LGBTQ rights around the world: from marriage to the death penalty
Singapore announced on Sunday that it would repeal a law criminalizing same-sex sex, but in many other parts of the world homosexuality is illegal and sometimes punishable by death.
According to a 2020 report by the International Lesbian, Gay, Bisexual, Trans and Intersex Association (ILGA), homosexuality was banned in 69 countries, including 11 where it carries the death penalty.
Here is an overview:
About thirty African countries prohibit homosexuality, Mauritania, Somalia and Sudan applying the death penalty for homosexual relations.
South Africa is the only nation on the African continent to allow same-sex marriage, which it legalized in 2006.
Gay sex is only decriminalized in a handful of countries: Angola, Lesotho, Mozambique and Seychelles.
Several countries in the conservative region still apply the death penalty for homosexuality, including Saudi Arabia and the United Arab Emirates.
Israel is leading the way in terms of gay rights, recognizing same-sex marriages performed elsewhere, but not allowing such unions in the country itself. Homosexual couples can adopt children.
Lebanon is also more tolerant than other Arab countries.
While much of Asia tolerates homosexuality, Taiwan became the first country in the region to allow same-sex marriage after a landmark ruling by its Constitutional Court in 2017.
Vietnam decriminalized same-sex marriage celebrations in 2015, but failed to gain full legal recognition of same-sex unions.
In June, Thailand took a step toward same-sex marriage when lawmakers gave initial approval to legalize same-sex unions.
In 2018, India’s Supreme Court decriminalized gay sex.
Gay marriage and adoption are legal in New Zealand and Australia.

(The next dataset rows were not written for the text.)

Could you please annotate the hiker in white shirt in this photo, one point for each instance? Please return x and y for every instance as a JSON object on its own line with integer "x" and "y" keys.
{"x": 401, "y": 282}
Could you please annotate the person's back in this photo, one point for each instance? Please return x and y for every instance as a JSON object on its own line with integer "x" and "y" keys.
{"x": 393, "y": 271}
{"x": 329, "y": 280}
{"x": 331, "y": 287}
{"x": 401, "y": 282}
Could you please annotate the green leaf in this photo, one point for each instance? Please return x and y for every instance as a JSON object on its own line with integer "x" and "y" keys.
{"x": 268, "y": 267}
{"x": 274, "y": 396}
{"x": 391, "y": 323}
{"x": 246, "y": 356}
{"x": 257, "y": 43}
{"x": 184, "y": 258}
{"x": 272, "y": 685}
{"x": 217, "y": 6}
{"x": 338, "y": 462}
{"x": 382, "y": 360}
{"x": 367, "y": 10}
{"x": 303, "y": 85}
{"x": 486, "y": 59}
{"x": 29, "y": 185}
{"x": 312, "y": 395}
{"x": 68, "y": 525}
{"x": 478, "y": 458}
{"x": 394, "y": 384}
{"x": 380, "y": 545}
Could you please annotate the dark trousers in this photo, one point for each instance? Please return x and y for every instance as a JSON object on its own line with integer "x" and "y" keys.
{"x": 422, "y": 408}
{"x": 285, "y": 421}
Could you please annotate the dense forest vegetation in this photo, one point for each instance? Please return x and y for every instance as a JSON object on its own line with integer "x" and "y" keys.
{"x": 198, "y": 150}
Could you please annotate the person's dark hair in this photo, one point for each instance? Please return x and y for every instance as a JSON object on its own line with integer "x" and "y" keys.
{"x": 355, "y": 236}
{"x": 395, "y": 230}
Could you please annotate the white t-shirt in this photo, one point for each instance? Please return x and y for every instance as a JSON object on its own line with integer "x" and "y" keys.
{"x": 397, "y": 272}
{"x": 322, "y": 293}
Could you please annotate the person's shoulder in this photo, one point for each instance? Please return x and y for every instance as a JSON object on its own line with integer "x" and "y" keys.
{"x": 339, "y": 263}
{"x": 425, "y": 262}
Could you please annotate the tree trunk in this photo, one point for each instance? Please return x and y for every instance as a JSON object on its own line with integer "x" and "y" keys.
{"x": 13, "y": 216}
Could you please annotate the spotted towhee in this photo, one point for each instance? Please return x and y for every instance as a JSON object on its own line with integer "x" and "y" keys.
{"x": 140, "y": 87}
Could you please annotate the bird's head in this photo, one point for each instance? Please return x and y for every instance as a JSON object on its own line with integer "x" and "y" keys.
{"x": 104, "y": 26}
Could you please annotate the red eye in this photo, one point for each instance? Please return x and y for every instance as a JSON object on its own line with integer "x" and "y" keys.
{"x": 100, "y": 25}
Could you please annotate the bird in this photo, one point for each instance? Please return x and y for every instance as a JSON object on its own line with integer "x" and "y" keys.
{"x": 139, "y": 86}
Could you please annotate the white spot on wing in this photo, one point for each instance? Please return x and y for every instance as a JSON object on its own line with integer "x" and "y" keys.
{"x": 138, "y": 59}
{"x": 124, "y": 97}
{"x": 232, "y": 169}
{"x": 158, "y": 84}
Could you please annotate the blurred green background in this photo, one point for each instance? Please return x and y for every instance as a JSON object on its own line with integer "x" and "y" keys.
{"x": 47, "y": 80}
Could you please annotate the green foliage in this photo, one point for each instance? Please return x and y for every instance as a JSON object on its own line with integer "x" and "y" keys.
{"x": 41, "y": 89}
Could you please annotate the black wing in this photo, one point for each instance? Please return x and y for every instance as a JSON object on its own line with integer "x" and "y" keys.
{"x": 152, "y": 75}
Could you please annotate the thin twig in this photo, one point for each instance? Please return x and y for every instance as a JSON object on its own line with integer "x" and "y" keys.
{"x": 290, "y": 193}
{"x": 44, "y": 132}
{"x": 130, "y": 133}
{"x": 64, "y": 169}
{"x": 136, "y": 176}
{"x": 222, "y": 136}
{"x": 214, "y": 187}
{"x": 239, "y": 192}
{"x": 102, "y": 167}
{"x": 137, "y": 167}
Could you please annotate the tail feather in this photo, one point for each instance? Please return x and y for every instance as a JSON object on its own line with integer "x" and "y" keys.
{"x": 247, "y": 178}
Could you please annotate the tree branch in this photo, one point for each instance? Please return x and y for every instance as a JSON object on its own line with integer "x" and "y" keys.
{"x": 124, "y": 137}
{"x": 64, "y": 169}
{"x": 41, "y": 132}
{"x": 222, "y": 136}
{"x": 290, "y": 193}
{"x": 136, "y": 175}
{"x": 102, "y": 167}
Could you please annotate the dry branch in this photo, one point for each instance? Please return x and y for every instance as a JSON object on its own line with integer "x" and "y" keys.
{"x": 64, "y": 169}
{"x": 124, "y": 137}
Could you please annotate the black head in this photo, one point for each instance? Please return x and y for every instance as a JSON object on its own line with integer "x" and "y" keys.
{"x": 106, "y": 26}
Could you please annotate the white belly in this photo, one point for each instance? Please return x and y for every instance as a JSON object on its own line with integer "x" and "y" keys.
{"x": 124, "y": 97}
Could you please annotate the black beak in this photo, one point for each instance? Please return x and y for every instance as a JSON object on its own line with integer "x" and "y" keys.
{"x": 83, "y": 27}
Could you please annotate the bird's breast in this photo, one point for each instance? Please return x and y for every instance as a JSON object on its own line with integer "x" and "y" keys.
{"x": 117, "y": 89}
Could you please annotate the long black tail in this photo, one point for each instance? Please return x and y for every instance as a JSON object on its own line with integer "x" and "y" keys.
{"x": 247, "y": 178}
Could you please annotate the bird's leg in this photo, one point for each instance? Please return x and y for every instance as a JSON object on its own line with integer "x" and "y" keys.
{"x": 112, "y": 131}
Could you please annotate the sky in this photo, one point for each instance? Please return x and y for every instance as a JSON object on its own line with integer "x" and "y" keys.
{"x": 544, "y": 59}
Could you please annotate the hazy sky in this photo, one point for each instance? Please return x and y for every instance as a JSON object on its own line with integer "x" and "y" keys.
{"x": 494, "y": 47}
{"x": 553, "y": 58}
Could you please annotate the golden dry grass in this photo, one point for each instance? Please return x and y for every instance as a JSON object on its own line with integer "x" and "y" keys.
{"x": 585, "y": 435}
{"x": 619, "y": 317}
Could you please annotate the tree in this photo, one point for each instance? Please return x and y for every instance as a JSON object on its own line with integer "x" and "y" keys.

The Netherlands became the first country in the world in 2001 to allow same-sex couples to marry.
Since then, 17 European countries have followed: Austria, Belgium, Great Britain, Denmark, Finland, France, Germany, Iceland, Ireland, Luxembourg, Malta, Norway, Portugal, Spain, Sweden, Slovenia and Switzerland.
Some countries only allow same-sex civil partnerships, including the Czech Republic, Croatia, Cyprus, Estonia, Greece, Hungary and Italy.
In Russia, homosexuality was considered a crime until 1993 and a mental illness until 1999. Now legal, a 2013 law punishes the promotion of homosexuality among minors.
In Hungary, a law passed in 2021 made the “promotion” of homosexuality or gender reassignment to minors punishable by a fine.
A number of countries allow same-sex couples to adopt.
Assisted reproduction for lesbian couples is authorized in 12 European countries.
Canada was the first American country to allow same-sex marriage and adoptions in 2005, and 10 years later the United States legalized same-sex marriage nationwide.
In Latin America, Argentina, Brazil, Colombia, Ecuador, Costa Rica, Chile and Uruguay allow same-sex marriage.
Mexico’s federal capital was the pioneer in the region, allowing same-sex civil unions in 2007 and marriages in 2009. Nearly half of its 32 states followed suit.
Cuba will hold a referendum in September on whether to pass an updated family law, which would include the legalization of same-sex marriage for the first time.